He is a con man. Of course he’s charming and convincing, that’s how he ended up where he is. But he’s just as full of it as Musk when he was waxing lyrical about saving the world and going to Mars. They lie very convincingly.

username223 · 2026-03-25T05:16:37 1774415797

Sam Altman made his stake at the table with a shady and failed location data harvesting app (https://en.wikipedia.org/wiki/Loopt). That's who he is, that's what he does, and we're all better off paying less attention to the sounds he emits, and more to the things he does.

waterproof · 2026-03-25T05:41:08 1774417268

> the things he does.

The things he does is convince investors to give him billions of dollars to build what he wants. Where exactly does that leave us?

rustystump · 2026-03-25T06:33:57 1774420437

A fool and his money shall soon be parted. Sam is a face. If it wasnt him, it would be someone else.

Eufrat · 2026-03-25T05:36:34 1774416994

Multiple people have attested that Sam Altman is extremely charming (especially in more casual, intimate settings) and talks very nobly about his goals, but his actual work is just…all kinds of awful. And I think that charm only goes so far as it seems clear that people are starting to demand that OpenAI actually match its words with work it cannot produce.

I think his board fight within OpenAI where essentially lied to the board, his obsession with retinal scanning everyone for his biometric cryptocurrency (Worldcoin), how he left Y Combinator are just evidence that he’s not very heroic. Most cringe to me is that he and many others seem aware that what their are doing is corrosive and harmful to society on some level as Altman has admitted to having a bunker somewhere around Big Sur [0]. Which…WTF.

[0] https://www.newyorker.com/magazine/2016/10/10/sam-altmans-ma...

morpheuskafka · 2026-03-25T07:37:42 1774424262

> how he left Y Combinator

Not too familiar with that history, but he still is listed as a courtesy credit/reviewer at the end of PG's blog entries, so I assume he didn't have too much of a bad exit?

Eufrat · 2026-03-25T07:46:04 1774424764

We’ll never know exactly what exactly transpired, but I think the existing evidence is clear that as President of Y Combinator he should not have been also as involved in OpenAI as he was.

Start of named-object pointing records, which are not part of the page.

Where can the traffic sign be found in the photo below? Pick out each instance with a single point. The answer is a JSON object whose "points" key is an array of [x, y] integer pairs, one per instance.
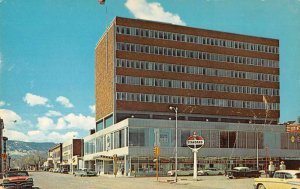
{"points": [[195, 141], [4, 156], [293, 128], [156, 151]]}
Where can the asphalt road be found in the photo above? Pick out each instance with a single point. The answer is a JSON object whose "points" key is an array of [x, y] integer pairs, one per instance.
{"points": [[47, 180]]}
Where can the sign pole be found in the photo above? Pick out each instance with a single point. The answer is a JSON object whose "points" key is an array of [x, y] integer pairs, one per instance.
{"points": [[156, 168], [195, 142], [195, 164]]}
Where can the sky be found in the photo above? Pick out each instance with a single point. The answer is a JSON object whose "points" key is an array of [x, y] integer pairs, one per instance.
{"points": [[47, 54]]}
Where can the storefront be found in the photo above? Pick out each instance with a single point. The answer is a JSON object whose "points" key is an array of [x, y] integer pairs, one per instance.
{"points": [[226, 145]]}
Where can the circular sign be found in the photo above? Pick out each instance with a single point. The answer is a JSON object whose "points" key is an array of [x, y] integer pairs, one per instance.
{"points": [[195, 141]]}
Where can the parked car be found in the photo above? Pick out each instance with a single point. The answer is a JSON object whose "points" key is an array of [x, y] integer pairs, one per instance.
{"points": [[181, 172], [84, 173], [56, 170], [17, 179], [283, 179], [64, 170], [239, 172], [211, 171]]}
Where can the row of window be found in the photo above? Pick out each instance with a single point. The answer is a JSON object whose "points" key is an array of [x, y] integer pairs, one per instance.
{"points": [[109, 142], [196, 39], [166, 136], [186, 100], [195, 85], [148, 49], [195, 70]]}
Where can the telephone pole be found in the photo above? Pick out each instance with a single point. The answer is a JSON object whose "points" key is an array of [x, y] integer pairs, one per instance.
{"points": [[1, 136]]}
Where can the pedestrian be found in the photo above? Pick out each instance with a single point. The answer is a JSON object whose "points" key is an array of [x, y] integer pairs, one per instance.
{"points": [[282, 166], [271, 169]]}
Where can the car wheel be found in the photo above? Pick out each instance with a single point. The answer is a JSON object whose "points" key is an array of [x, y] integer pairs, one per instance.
{"points": [[261, 186]]}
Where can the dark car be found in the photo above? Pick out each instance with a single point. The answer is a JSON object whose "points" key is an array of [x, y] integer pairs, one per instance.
{"points": [[17, 179], [239, 172], [84, 172], [66, 171]]}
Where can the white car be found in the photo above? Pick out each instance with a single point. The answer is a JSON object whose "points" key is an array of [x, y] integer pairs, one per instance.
{"points": [[210, 171], [181, 172]]}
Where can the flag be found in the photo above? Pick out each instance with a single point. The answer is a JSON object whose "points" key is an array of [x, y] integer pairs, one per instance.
{"points": [[101, 2]]}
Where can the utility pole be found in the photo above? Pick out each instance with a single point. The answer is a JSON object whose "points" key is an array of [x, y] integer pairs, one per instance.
{"points": [[1, 134], [4, 156]]}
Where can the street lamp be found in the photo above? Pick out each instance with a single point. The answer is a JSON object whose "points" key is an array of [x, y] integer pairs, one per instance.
{"points": [[172, 108]]}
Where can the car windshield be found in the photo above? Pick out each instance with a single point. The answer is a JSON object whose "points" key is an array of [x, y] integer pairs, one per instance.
{"points": [[16, 173], [297, 175]]}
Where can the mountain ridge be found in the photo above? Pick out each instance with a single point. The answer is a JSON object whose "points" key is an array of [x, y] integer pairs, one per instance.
{"points": [[22, 148]]}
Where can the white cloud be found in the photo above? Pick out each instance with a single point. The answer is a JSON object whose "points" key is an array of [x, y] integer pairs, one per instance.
{"points": [[55, 136], [92, 108], [52, 113], [64, 101], [1, 62], [10, 118], [34, 100], [16, 135], [152, 11], [45, 123], [76, 121], [2, 103]]}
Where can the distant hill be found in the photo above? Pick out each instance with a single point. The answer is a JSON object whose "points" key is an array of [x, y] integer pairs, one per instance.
{"points": [[20, 148]]}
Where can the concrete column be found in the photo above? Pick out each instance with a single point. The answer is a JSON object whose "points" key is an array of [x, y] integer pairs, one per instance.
{"points": [[125, 165]]}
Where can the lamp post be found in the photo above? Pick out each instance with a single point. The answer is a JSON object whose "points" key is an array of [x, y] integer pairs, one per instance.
{"points": [[1, 134], [4, 152], [172, 108]]}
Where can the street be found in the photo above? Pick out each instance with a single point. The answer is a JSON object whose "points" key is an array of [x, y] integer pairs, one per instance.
{"points": [[49, 180]]}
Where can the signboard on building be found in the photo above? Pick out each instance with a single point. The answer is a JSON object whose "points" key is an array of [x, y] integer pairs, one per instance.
{"points": [[108, 142], [74, 160], [293, 128]]}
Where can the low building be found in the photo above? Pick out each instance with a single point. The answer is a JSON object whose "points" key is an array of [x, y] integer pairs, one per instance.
{"points": [[72, 152], [55, 155], [226, 145]]}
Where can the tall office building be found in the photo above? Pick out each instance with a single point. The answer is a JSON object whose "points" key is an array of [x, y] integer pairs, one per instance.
{"points": [[143, 67], [225, 86]]}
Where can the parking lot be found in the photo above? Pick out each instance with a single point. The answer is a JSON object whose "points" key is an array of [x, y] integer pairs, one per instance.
{"points": [[48, 180]]}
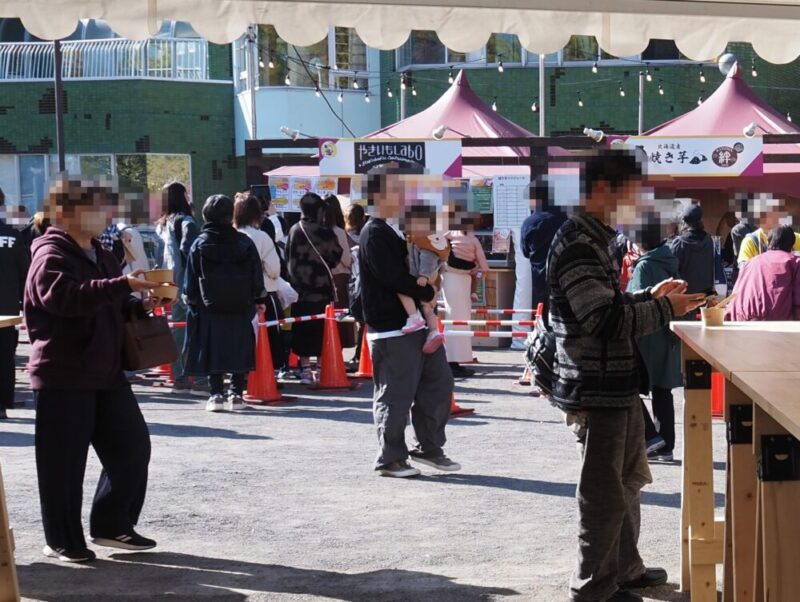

This is a conflict of interest and I think one a very obvious one. He tried to have it both ways and was forced to choose in the end. I think putting himself in that situation rather than resigning up front to pursue OpenAI ambitions says a lot about his character.

aaa_aaa · 2026-03-25T12:23:52 1774441432

He is a conman, and potentially a terrible person (look for it)

presbyterian · 2026-03-25T16:12:32 1774455152

> ChatGPT could prevent real world harm like suicide

It could prevent suicide, maybe, but we know that it does cause suicides, at least in some cases. Seems like a poor value proposition.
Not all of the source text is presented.